Kaleb Aman’s capstone project, Dewpointe, was the Canadian National winner of the James Dyson Award. Kaleb was selected from 30 inspiring entries and will now move on to the international competition. The International winner and sustainability winner will be announced on November 15, 2023.


DewPointe is a sustainable irrigation system that uses collected atmospheric moisture and bottom-up watering techniques. This system attracts moisture from the atmosphere with the hygroscopic properties of charcoal and turns that moisture into water for crops. It targets the lack of readily available water and encourages smallholder farmers to cultivate while keeping costs low.



The current dry spell in the Longido District of Tanzania has hindered many smallholder farmers from efficiently cultivating crops year round. With the limited water supply, the priority of expensive tap water is always drinking water and sustaining livestock. This unfortunately leads to agriculture being overlooked. I wanted to create a solution that would encourage crop production year round through a low cost, passive irrigation system. It was important to provide a solution that fits the needs and the lifestyle patterns of the Longido people while aiming to encourage food security and create revenue in crop yield while conserving water.


The Longido District falls within a climate with a high humidity index of about 80%. With the available moisture in the atmosphere, my project aims to harness that moisture and use it to water crops. The element that is responsible for this is charcoal for its hygroscopic properties. My testing has revealed that 2 kg of this treated charcoal can absorb 1L of water during a 10 hour period at 80% humidity. The charcoal pellets would be placed in a breathable bag to allow moisture to pass through. During the night, the charcoal will be exposed to humidity and the moisture will naturally attract to the charcoal. During the day, charcoal will be enclosed and sunlight will cause trapped moisture to evaporate and condense. The microgroove surface that water will condense on will direct dripping of water and target the crops roots for efficient water use. One system can sustain crops within a radius of 1m therefore, they would be carefully positioned in the field.


Initially, I investigated dew harvesting to see if condensation and form and runoff to water crops passively but then learned the temperature at night does not drop enough to create the dew point for moisture to condense. This swayed me to look into materials that could absorb moisture in the atmosphere and release that moisture when exposed to heat. Before Tanzania, I got to test silica gel, charcoal and salt for their hygroscopic properties. During the trip, I had the chance to test my concept in the dry climate. A few hours after sunrise, the heat released the collected moisture out of the subjects and water condensed on the inside of the container. Charcoal was revealed to have the best results. Proof of concept. Upon returning, I did more investigation as to how I could increase the yield ratio. I simulated tests of bags of charcoal at different thicknesses, size of pellets, and material of the bag. I then prototyped different mechanisms for the transition of the charcoal in its exposed and closed positions. The frame would slide up and down a glass basin with a rubber ring around the frame. After user testing, the form of the handle was finalized and it was time to bring the components together visually, a form that would seamlessly transition the system into the ground.

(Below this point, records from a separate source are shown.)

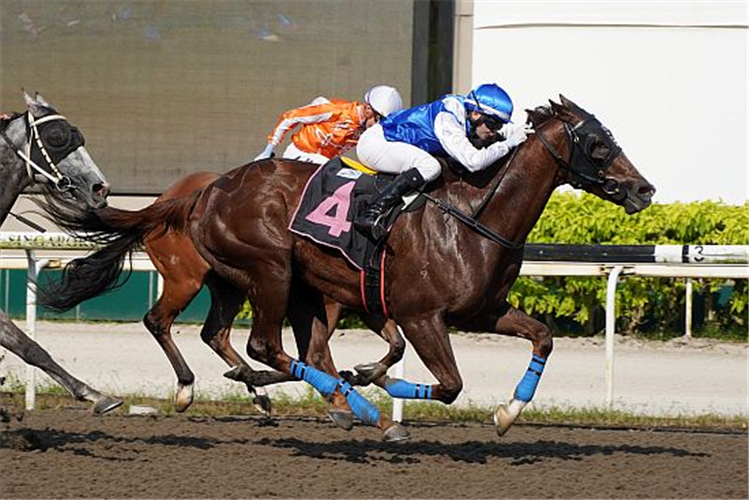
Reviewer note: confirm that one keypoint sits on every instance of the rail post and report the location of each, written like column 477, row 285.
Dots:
column 611, row 330
column 32, row 273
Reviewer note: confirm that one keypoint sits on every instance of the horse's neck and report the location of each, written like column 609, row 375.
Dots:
column 13, row 176
column 524, row 190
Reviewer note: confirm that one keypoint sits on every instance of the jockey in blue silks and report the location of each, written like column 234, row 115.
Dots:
column 464, row 128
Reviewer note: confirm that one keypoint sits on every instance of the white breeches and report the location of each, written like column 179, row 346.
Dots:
column 379, row 154
column 294, row 153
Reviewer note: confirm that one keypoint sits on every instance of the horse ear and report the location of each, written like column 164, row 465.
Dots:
column 567, row 102
column 41, row 100
column 32, row 104
column 36, row 105
column 562, row 110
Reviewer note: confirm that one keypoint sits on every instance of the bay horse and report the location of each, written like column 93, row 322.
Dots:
column 443, row 270
column 185, row 272
column 41, row 145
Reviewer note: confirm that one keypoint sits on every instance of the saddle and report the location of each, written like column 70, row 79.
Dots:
column 332, row 198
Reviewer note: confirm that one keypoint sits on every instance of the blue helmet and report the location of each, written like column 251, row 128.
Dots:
column 491, row 100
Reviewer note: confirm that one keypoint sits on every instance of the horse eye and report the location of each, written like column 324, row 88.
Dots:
column 598, row 150
column 57, row 137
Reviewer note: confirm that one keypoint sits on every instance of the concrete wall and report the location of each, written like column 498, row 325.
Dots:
column 668, row 78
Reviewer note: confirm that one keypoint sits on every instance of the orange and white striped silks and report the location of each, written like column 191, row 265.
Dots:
column 329, row 128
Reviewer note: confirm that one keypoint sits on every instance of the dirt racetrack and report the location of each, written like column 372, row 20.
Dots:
column 69, row 454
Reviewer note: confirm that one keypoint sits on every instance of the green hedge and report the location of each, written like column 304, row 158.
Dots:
column 644, row 305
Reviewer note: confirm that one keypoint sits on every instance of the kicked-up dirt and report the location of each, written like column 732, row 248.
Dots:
column 69, row 454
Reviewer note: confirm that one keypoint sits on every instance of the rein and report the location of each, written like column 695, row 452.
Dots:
column 60, row 181
column 472, row 220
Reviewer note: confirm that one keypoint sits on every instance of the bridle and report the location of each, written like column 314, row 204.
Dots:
column 581, row 167
column 34, row 140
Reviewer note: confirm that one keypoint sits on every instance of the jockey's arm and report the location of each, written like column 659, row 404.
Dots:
column 449, row 127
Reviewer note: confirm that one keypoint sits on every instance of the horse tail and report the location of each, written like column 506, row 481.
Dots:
column 119, row 233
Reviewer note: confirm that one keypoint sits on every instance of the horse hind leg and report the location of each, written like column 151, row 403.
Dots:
column 17, row 342
column 226, row 302
column 368, row 373
column 517, row 323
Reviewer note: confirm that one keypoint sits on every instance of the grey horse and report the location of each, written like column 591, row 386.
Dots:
column 41, row 146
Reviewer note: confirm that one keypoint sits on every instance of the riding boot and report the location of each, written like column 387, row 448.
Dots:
column 404, row 184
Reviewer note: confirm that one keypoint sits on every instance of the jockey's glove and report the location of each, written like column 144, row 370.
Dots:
column 266, row 153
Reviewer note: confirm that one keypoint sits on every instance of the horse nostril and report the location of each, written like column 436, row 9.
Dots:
column 645, row 191
column 101, row 189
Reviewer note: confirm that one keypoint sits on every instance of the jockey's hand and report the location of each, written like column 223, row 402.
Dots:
column 266, row 153
column 517, row 135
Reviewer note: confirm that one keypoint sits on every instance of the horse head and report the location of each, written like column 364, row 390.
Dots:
column 56, row 150
column 589, row 157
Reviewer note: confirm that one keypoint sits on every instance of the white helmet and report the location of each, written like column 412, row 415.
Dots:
column 384, row 100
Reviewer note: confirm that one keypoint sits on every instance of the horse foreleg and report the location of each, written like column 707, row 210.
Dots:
column 158, row 320
column 226, row 302
column 313, row 321
column 17, row 342
column 265, row 346
column 431, row 341
column 516, row 323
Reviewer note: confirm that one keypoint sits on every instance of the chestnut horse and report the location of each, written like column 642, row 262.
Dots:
column 443, row 271
column 42, row 145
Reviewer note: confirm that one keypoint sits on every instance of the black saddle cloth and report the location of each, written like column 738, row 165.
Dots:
column 334, row 195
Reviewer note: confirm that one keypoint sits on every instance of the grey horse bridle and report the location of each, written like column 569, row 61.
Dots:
column 60, row 181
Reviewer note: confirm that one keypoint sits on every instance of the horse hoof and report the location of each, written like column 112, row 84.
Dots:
column 183, row 397
column 343, row 419
column 503, row 419
column 262, row 404
column 106, row 404
column 369, row 372
column 239, row 373
column 395, row 433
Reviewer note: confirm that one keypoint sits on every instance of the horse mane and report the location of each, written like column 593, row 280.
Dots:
column 539, row 115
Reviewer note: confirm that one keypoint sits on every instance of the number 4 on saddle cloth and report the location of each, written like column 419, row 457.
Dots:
column 333, row 196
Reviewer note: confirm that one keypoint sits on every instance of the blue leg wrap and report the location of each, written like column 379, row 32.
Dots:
column 321, row 381
column 399, row 388
column 362, row 408
column 527, row 386
column 326, row 385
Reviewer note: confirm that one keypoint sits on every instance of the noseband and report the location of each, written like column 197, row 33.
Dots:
column 34, row 140
column 581, row 167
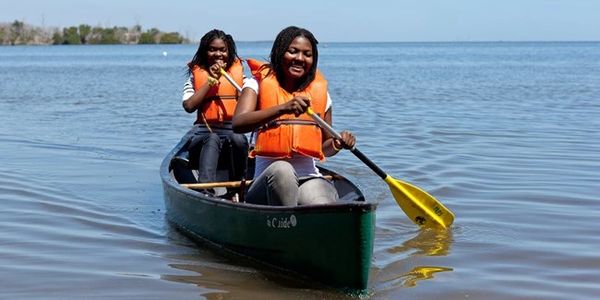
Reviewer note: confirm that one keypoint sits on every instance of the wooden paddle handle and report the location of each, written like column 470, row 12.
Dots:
column 237, row 87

The existing industry focus on water-from-air is biased towards creating solutions that are relatively complicated and expensive drinking water systems. Drinking water usually requires a much larger yield and different levels of filtration which increase cost. Water-from-air for horticulture is an important niche which has been neglected. There is no need for purification. This system properly accommodates this certain climate and life pattern which is the reason for the low tech solution that is also environmentally friendly. All aspects of this design use found and recyclable materials while aiming to encourage food security. There are no mechanical components which lower the cost and it is a very easy to use system that requires little user interaction and maintenance. With the success of this system, farmers can now be encouraged to grow during the drier spells and have larger crop yields which in turn can lead to more food and income for the community.


The future development of this project will rely on field testing to fully understand yield. I am working alongside controlled greenhouses to test in a more appropriate climate. I have been in contact with a Physical Geographer specializing in atmospheric water who is assisting me with guiding the project’s potential. Upon results, another phase of user testing and a manufacturing analysis will be done to streamline to maximize output per system. It is also important to keep manufacturing and production local. With refinements, the concept will be presented to NGOs hopefully leading to funding and implementation of this system.